We will try to learn the parameters $\sigma, \rho, \beta$.

In [55]:

import torch
import numpy as np
import matplotlib.pyplot as plt
%matplotlib inline
from mpl_toolkits.mplot3d import Axes3D
from torch.autograd import Variable
from tqdm import tqdm_notebook as tqdm
from collections import defaultdict

In [3]:

# Handy function stolen from the fast.ai library
def V(x, requires_grad=False, gpu=False):
    t = torch.FloatTensor(np.atleast_1d(x).astype(np.float32))
    if gpu: t = t.cuda()
    return Variable(t, requires_grad=requires_grad)

Numpy implementation¶

Let's start out with a model class in Numpy. The model basically only does one thing: It steps forward one time step in the discretized version of above equations.

In [5]:

# Define the default parameters values
sigma = 10
rho = 28
beta = 8/3

In [13]:

class L63():
    def __init__(self, sigma, rho, beta, init, dt):
        self.sigma, self.rho, self.beta = sigma, rho, beta 
        self.x, self.y, self.z = init
        self.dt = dt
        self.hist = [init]
    
    def step(self):
        self.x += (self.sigma * (self.y - self.x)) * self.dt
        self.y += (self.x * (self.rho - self.z)) * self.dt
        self.z += (self.x * self.y - self.beta * self.z) * self.dt
        self.hist.append([self.x, self.y, self.z])
    
    def integrate(self, n_steps):
        for n in range(n_steps): self.step()

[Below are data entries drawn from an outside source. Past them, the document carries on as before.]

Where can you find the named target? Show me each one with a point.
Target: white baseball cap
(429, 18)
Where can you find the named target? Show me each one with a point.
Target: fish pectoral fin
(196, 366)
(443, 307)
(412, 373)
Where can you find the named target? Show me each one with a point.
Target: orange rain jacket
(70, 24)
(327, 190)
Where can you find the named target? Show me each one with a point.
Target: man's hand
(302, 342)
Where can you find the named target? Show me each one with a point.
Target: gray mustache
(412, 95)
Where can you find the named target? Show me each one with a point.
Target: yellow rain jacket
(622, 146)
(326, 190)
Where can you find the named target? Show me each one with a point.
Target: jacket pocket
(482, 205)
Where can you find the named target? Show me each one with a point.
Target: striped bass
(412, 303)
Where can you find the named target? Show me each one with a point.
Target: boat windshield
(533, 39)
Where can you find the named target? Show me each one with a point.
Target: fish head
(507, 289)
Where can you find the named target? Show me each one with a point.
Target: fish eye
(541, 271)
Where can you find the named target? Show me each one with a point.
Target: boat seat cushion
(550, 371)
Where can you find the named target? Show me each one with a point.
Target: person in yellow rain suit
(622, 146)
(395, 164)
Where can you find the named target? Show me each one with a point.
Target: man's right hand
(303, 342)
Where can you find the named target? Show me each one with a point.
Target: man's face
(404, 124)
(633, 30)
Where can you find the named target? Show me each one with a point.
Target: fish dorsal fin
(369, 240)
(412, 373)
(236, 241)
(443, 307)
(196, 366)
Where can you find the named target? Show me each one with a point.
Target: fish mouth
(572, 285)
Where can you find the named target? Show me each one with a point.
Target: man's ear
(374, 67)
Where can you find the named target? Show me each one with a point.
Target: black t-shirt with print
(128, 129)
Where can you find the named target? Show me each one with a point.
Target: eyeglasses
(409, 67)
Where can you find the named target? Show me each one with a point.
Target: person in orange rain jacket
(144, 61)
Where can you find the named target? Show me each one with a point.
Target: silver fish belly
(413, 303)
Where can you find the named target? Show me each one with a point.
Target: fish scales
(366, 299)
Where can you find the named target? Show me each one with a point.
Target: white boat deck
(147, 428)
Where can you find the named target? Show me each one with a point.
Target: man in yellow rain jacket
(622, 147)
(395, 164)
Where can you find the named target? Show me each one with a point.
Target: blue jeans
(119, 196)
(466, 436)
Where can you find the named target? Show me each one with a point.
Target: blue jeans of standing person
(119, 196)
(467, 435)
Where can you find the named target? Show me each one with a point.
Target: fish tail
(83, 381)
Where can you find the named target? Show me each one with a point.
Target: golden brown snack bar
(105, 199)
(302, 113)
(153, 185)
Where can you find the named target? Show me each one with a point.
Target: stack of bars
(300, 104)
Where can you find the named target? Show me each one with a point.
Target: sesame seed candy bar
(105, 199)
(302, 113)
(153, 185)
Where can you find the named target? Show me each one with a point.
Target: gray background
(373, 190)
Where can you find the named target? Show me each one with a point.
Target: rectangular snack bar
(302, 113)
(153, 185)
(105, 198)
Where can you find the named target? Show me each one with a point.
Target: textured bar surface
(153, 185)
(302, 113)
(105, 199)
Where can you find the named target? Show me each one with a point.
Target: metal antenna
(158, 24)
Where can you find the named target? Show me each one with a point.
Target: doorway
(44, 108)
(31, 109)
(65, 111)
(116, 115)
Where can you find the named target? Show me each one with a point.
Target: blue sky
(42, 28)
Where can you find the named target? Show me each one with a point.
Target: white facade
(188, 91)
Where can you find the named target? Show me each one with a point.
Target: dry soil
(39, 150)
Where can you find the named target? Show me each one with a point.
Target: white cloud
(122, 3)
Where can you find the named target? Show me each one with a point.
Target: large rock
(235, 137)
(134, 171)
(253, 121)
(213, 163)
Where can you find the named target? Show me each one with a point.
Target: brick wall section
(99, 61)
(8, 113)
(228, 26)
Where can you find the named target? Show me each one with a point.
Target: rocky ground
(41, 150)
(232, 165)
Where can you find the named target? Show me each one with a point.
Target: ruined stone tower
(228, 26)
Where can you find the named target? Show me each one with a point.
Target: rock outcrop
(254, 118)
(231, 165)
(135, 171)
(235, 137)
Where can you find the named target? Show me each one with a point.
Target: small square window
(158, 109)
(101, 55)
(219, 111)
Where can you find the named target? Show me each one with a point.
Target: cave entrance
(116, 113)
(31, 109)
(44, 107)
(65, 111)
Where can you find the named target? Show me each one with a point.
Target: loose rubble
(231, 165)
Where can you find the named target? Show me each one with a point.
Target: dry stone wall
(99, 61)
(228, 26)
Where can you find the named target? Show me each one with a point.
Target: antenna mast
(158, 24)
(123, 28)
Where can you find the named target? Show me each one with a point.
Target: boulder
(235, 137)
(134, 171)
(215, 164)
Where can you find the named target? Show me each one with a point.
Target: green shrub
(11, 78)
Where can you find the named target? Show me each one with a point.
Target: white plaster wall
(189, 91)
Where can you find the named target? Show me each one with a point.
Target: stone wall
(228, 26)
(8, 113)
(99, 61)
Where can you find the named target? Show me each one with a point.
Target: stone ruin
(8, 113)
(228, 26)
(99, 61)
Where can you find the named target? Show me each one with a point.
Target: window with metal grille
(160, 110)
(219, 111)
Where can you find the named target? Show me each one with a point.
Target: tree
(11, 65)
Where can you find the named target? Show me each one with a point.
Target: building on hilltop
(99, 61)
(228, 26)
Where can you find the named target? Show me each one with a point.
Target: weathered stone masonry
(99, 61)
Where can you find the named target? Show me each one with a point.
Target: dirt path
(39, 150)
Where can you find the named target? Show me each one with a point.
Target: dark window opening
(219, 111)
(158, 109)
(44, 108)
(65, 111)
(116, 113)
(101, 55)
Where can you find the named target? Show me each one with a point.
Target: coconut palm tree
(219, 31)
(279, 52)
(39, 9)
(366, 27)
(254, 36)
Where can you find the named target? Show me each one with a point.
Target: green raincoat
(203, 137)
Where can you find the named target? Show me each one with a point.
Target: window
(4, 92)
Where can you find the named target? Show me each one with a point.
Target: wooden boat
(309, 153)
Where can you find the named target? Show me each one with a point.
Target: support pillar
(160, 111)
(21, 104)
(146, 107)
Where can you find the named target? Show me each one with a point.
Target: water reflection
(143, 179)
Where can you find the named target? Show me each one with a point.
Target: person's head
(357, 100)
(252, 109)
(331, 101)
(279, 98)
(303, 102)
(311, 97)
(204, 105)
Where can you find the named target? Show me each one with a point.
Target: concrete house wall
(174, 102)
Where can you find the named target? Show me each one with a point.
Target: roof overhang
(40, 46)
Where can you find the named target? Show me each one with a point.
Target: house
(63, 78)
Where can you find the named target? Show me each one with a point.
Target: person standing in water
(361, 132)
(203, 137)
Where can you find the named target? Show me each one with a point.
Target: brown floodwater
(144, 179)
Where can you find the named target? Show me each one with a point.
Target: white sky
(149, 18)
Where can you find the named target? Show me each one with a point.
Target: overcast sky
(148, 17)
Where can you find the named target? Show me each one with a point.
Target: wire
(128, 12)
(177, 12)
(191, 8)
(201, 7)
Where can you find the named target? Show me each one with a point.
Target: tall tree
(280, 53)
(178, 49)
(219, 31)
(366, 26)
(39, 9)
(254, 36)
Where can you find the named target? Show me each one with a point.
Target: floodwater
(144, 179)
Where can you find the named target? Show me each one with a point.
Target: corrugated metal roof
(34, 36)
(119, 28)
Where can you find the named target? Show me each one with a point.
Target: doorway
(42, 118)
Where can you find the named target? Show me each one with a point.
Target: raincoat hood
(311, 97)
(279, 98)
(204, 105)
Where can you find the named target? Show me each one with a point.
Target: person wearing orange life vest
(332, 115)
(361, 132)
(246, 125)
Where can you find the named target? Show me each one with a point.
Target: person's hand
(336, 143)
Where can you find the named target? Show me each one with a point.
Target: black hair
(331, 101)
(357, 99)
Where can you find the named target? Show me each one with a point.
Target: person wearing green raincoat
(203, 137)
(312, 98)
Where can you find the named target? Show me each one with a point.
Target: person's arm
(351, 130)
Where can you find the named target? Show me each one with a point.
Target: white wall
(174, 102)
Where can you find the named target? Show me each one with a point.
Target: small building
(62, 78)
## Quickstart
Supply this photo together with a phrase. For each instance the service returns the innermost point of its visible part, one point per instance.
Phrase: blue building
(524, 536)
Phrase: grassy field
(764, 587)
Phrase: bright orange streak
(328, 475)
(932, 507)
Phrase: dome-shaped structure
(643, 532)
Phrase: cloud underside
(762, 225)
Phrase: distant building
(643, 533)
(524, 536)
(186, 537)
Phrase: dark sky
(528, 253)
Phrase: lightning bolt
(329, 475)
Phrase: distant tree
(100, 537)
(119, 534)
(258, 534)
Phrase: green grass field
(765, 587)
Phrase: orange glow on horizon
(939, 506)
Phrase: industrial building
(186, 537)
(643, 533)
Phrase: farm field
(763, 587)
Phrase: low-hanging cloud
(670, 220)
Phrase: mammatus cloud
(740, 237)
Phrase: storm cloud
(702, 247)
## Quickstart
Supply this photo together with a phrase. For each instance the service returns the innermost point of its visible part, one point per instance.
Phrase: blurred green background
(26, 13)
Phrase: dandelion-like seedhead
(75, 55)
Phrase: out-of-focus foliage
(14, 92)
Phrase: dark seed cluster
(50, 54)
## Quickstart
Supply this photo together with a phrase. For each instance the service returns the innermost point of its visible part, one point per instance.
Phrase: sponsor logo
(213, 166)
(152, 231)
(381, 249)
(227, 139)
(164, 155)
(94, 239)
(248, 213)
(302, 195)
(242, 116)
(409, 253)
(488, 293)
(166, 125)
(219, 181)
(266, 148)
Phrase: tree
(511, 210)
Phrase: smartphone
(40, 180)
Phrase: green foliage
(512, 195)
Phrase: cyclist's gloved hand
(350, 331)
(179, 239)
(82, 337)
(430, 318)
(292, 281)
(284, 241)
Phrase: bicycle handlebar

Let's now create two models with slightly different inital conditions so we can see the chaotic divergence.

In [89]:

l = L63(sigma, rho, beta, init=[1, 10, 20], dt=1e-2)

In [90]:

l.integrate(300)

In [91]:

l2 = L63(sigma, rho, beta, init=[1.1, 10, 20], dt=1e-2)

In [92]:

l2.integrate(300)

In [93]:

def plot_attractor(hists):
    if np.array(hists).ndim == 2: hists = [hists]
    hists = [np.array(h) for h in hists]
    fig = plt.figure(figsize=(10, 10)); ax = fig.gca(projection='3d')
    [ax.plot(h[:,0], h[:,1], h[:,2]) for h in hists]

In [94]:

plot_attractor([l.hist, l2.hist])

So we can see that the lines diverge quite drastically after a while just as we would expect. CHAOS!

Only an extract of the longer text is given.